Where there's a will, there's a way—so says the cliché. For a brief moment, it seemed will alone wasn't enough to bring back parades. New Orleanians took stock of where we were with the COVID-19 pandemic and decided it best to call off traditional Mardi Gras celebrations. But the will for Carnival pizzazz wouldn't disappear that easily. The only question was what form it would take. If the parades aren't rolling, nobody said that they couldn't be stationary and socially distanced. Something like ... house floats.
Simply put, a house float is a house that is decorated for Mardi Gras. In a year without parades, house floats are more than that trivialized description. Dressing up your house and calling it a "house float" is a way to carry on an emblem of Carnival. They have themes and sometimes throws. They're a way of being in a community while remaining socially distanced. And now, they're a force with clout. The buzziest krewe of the year is the Krewe of House Floats.
House floats began as an idea by Megan Boudreaux. "It started off as a Twitter joke, and now everyone wants to participate," Boudreaux said in a press release. "We look forward to this not only being a way for people to safely celebrate Carnival season, but also as an opportunity to help our city's culture-bearers." In a meta journey from social media to real-life and back again, Boudreaux's internet joke became a tangible phenomenon with its own Facebook, Instagram, and Twitter accounts. The Krewe of House Floats is now in nearly 40 neighborhoods with sub-krewes throughout the greater New Orleans region.

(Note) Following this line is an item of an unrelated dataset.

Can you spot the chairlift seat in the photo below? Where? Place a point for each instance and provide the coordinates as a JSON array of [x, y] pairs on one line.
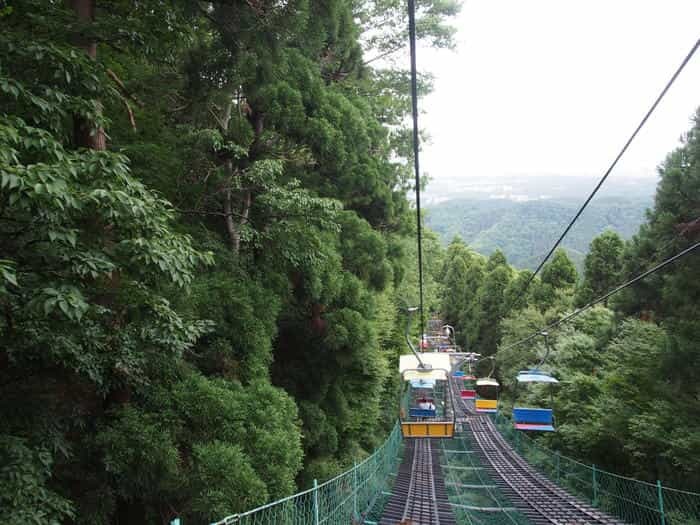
[[537, 419], [486, 406], [535, 376], [468, 394], [487, 381], [421, 412]]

a regular parade, the Krewe of House floats doesn't roll on a set date and
time. Instead, the house floats are scattered throughout different neighborhoods.
Rather than going to a parade and watching floats pass by, you're on a quest to
find house floats. To avoid crowds, people are encouraged to tour on their own
schedules. You can track the locations and plan your sightseeing trip on their interactive map. All parade maps
will go live on February 1, but folks can start exploring the already-finished
house floats. Take a virtual tour on the krewe's Instagram, where they are
posting pictures of "sneak peeks," including a St. Roch 'n' Roll house, a Jazz
Funeral house, and a 2020 Hot Mess house. Some neighborhoods have themes (the
theme in the Irish Channel is "Channel Surfing," which one house interpreted
into a fully functioning game of Jeopardy, playable through scanning QR codes),
but participants aren't limited to those prompts.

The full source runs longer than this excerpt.